Wilson, though, says he’s had a surprisingly rapid recovery and will play Sunday against the Los Angeles Rams.

While Wilson may not be 100 percent, another body part could loom just as large for the Seahawks against the Rams — their collective head.


Seahawks @ L.A. Rams, 1:05 p.m., Ch. 13

Something has to explain what has been one of the odder series in the NFL the last four years, with the Rams and Seahawks splitting eight games during a time when Los Angeles hasn’t had a winning record while Seattle has emerged as one of the elite teams in the NFL.

Consider that Seattle is 42-14 against the rest of the NFL since 2012 while going 4-4 against the Rams, losing three of the last four.

Searching this week for an answer, Seattle center Justin Britt said that maybe at least one Los Angeles player — standout defensive tackle Aaron Donald — causes some Seahawks to play mind games with themselves.

“Aaron Donald is obviously one of the best defensive tackles in the game,’’ Britt said. “But I feel like he gets respectively in people’s heads and they play fearfully just because of his resume and what’s he done, and if you are going against him and you don’t trust yourself you’ll fight that feeling of not wanting to be a part of his resume. So you can’t let that be in your head while you are going against him.
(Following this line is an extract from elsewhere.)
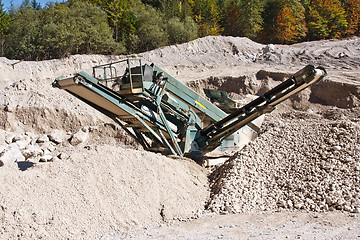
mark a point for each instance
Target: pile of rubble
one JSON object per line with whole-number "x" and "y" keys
{"x": 28, "y": 148}
{"x": 306, "y": 163}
You’ve just got to go out there and play free.’’

Who knows how much any Donald intimidation factor has really impacted games the past two seasons (Donald is entering his third season).

But certainly something has been out of whack when the two teams have played the last few seasons from a Seahawks perspective.

Most notable is that the Rams’ defensive line — Donald, tackle Michael Brockers and end Robert Quinn — just seems to have its way with the Seahawks, having sacked Wilson 35 times, the most of any NFL team, including 10 in two games last season.

With Wilson potentially less mobile than usual, a rebuilt Seattle offensive line will obviously have to up its game from a somewhat ragged showing against Miami.

But the Seahawks could also call on even more of their quick passing game to try to neutralize the rush and take advantage of a porous Los Angeles secondary, as well as also try to lean on their running game, with Thomas Rawls back in the starting lineup after playing behind Christine Michael last week in the opener.

“They match up really well against us,’’ said offensive coordinator Darrell Bevell. “In the past they’ve just had a nice game plan. Their front seven is very strong.’’

Many of the games against the Rams, though, have also turned on odd plays.

The Rams returned a punt 75 yards for a touchdown in the opener last season, while returning a fumble for a touchdown in a 23-17 win in Seattle last Dec. 27. The Rams have also used a fake field goal and a trick-play punt return to key wins against Seattle in earlier seasons.

“It’s two good defenses and then they always have a great game plan when they play us,’’ said safety Earl Thomas. “Especially on special teams, too. They’re going to bring out the trick plays — they got us in the past.”

All of that history is why the last thing that will happen — if it’s ever a worry for the Seahawks under Pete Carroll — is Seattle looking past the Rams, despite L.A.’s stumble out of the gate last Monday night in a 28-0 loss to the 49ers.

There is also the matter that this is the Rams’ first regular-season game since moving back to Los Angeles, with 92,000 or so fans expected, as well as the fact that it marks something of a homecoming for Carroll (who coached USC in the same stadium from 2001-09) as well as some prominent Seattle players from the area such as cornerback Richard Sherman and linebacker Bobby Wagner.

The numbers suggest that a Ram offense sticking for now with journeyman Case Keenum at quarterback won’t score much against the Seahawks.

But then, things rarely seem to pencil out as expected when these two teams get together.

To Wilson, though, the equation this week might be pretty simple.

“That’s where most games are won, up front, offensive line and defensive line,’’ he said. “You’ve got to do a great job up front, and we’ll see what happens.”